The exceptional items reported for 2024/25 include restructuring and redundancy costs of £0.4m, predominantly related to the restructuring of the High-Performance department.
In addition, there is a non-cash impairment cost of £0.5m related to the Murrayfield stadium pitch which reached the end of its useful life after a decade and has been replaced by a new playing surface.
Scottish Rugby also disposed of its interest in ‘Old Glory’ (Washington DC professional team) in the year for £0.5m recognised in the accounts as profit with the cost of the investment having been written off previously.
Scottish Rugby Union Chair, Professor Lorne Crerar, said: “Last year’s report acknowledged the financial challenges of 2022/23 and referred to the independent review that followed. Guided by the outcomes of that process, a new budgeting and planning framework was established for 2023/24 and thereafter. I am pleased to confirm that progress in 2024/25 has been in line with expectations, and that our financial turnaround is firmly underway.
“The Chair of the Board of SRL, together with his non-executive and executive colleagues, are to be congratulated for all their efforts and consequent progress. These efforts have rebuilt confidence and provided a solid platform for growth. With SRU’s formal approval of the 2025/26 budget in June, and steady progress already being made against it, our financial horizons are now far more positive. We move forward with renewed ambition — supported by a sound strategy and a stable financial base.”
Chair of Scottish Rugby Limited, John McGuigan, said: “As we entered the 24/25 financial year the agenda for the business was still dominated by moving us further away from the financial difficulties of recent years.
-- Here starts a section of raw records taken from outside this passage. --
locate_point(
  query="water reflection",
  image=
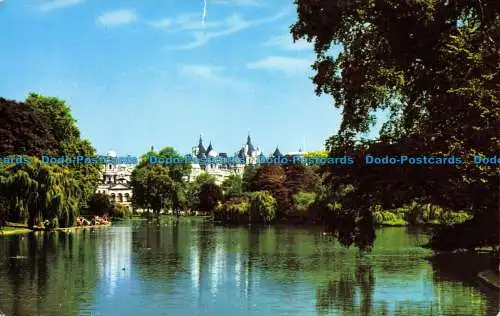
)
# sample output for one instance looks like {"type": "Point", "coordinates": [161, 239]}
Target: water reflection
{"type": "Point", "coordinates": [190, 267]}
{"type": "Point", "coordinates": [114, 256]}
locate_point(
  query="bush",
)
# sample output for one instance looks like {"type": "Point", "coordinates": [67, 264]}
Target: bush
{"type": "Point", "coordinates": [121, 211]}
{"type": "Point", "coordinates": [99, 204]}
{"type": "Point", "coordinates": [262, 207]}
{"type": "Point", "coordinates": [302, 200]}
{"type": "Point", "coordinates": [388, 218]}
{"type": "Point", "coordinates": [235, 210]}
{"type": "Point", "coordinates": [453, 218]}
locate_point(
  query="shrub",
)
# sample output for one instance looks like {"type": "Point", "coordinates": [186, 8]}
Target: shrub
{"type": "Point", "coordinates": [302, 200]}
{"type": "Point", "coordinates": [262, 207]}
{"type": "Point", "coordinates": [121, 211]}
{"type": "Point", "coordinates": [99, 204]}
{"type": "Point", "coordinates": [235, 210]}
{"type": "Point", "coordinates": [453, 218]}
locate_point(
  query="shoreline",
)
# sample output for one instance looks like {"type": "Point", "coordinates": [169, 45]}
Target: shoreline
{"type": "Point", "coordinates": [490, 277]}
{"type": "Point", "coordinates": [18, 228]}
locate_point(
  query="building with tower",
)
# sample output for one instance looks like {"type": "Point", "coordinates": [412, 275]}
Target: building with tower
{"type": "Point", "coordinates": [115, 182]}
{"type": "Point", "coordinates": [218, 165]}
We promised, as we did in 2023/24, to reduce the gap between cost and revenue, moving us very close to financial balance by the end of 25/26.
“We are not yet at the point to say the financial challenges are over whilst reporting a loss for 24/25, but it does give me comfort that we are now on a clear glide path to financial balance.
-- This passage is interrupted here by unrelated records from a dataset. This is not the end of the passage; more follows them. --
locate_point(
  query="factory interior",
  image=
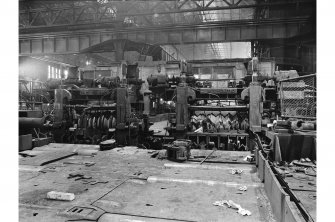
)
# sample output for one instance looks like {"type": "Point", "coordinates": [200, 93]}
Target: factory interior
{"type": "Point", "coordinates": [167, 110]}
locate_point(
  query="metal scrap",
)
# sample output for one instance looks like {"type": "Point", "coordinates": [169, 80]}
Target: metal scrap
{"type": "Point", "coordinates": [80, 163]}
{"type": "Point", "coordinates": [233, 205]}
{"type": "Point", "coordinates": [236, 171]}
{"type": "Point", "coordinates": [78, 176]}
{"type": "Point", "coordinates": [243, 188]}
{"type": "Point", "coordinates": [93, 182]}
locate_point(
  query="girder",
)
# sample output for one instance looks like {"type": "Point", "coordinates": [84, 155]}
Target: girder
{"type": "Point", "coordinates": [141, 13]}
{"type": "Point", "coordinates": [249, 30]}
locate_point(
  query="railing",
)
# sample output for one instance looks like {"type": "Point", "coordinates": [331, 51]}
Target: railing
{"type": "Point", "coordinates": [298, 97]}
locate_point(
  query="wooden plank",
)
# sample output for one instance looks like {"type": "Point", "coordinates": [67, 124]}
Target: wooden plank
{"type": "Point", "coordinates": [291, 213]}
{"type": "Point", "coordinates": [261, 166]}
{"type": "Point", "coordinates": [255, 109]}
{"type": "Point", "coordinates": [46, 158]}
{"type": "Point", "coordinates": [275, 193]}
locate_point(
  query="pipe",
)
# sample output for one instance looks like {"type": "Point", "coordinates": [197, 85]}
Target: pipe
{"type": "Point", "coordinates": [26, 122]}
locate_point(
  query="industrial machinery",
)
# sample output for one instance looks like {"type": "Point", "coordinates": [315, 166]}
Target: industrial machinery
{"type": "Point", "coordinates": [92, 105]}
{"type": "Point", "coordinates": [222, 115]}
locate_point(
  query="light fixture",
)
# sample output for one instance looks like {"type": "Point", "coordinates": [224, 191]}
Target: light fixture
{"type": "Point", "coordinates": [66, 73]}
“We have had to make some very tough decisions including redundancies which have impacted loyal colleagues and their families. In combination with other cost reduction measures we have significantly reduced the overspend whilst making investments in key areas of the business including the pathways framework for both the men’s and women’s game. We have also made a number of key appointments in the high-performance area and maintained our commitment to contribute 15%of our income to support the Club game.”
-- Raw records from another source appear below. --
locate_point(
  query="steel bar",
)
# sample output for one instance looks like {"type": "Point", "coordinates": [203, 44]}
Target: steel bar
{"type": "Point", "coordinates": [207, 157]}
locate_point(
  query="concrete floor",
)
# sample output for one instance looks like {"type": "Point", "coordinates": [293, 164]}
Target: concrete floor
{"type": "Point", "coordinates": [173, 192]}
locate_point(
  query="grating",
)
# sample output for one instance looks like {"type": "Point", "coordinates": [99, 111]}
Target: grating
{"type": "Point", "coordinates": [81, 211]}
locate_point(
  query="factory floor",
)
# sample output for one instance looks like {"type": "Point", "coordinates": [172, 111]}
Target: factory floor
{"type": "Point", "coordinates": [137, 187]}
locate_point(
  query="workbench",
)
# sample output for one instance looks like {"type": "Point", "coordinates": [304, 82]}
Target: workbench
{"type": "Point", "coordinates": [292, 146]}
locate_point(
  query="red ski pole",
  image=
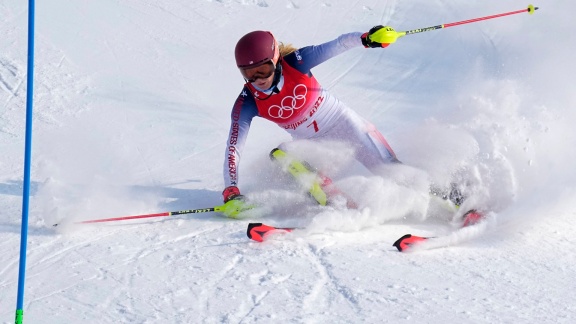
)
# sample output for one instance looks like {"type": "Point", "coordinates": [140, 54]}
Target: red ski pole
{"type": "Point", "coordinates": [388, 35]}
{"type": "Point", "coordinates": [230, 209]}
Scottish Rugby CEO, Alex Williamson, said: “Our mission is to become the leading union in world rugby and, thanks to the efforts of both the SRL and SRU Boards and to a number of my executive team, the financial resilience needed to support our change agenda is growing and this has allowed us to make initial strides forward in many areas.
“We still have work to do to ensure we meet our financial targets and our future financial improvement will be energised through careful but ambitious investment. This year we have invested in both our High-Performance programme, to ensure we move forward competitively, and at Scottish Gas Murrayfield, investments which are the start of a wider reimagining of our campus.
“I’d like to acknowledge all our people for their professionalism and resolve over this last year. I’m encouraged by the passion and focus across the organisation to improve and go after opportunities to move Scottish Rugby forward, on and off the pitch. Success is not just about winning, it is about leading the way, and we have every intention of doing that.”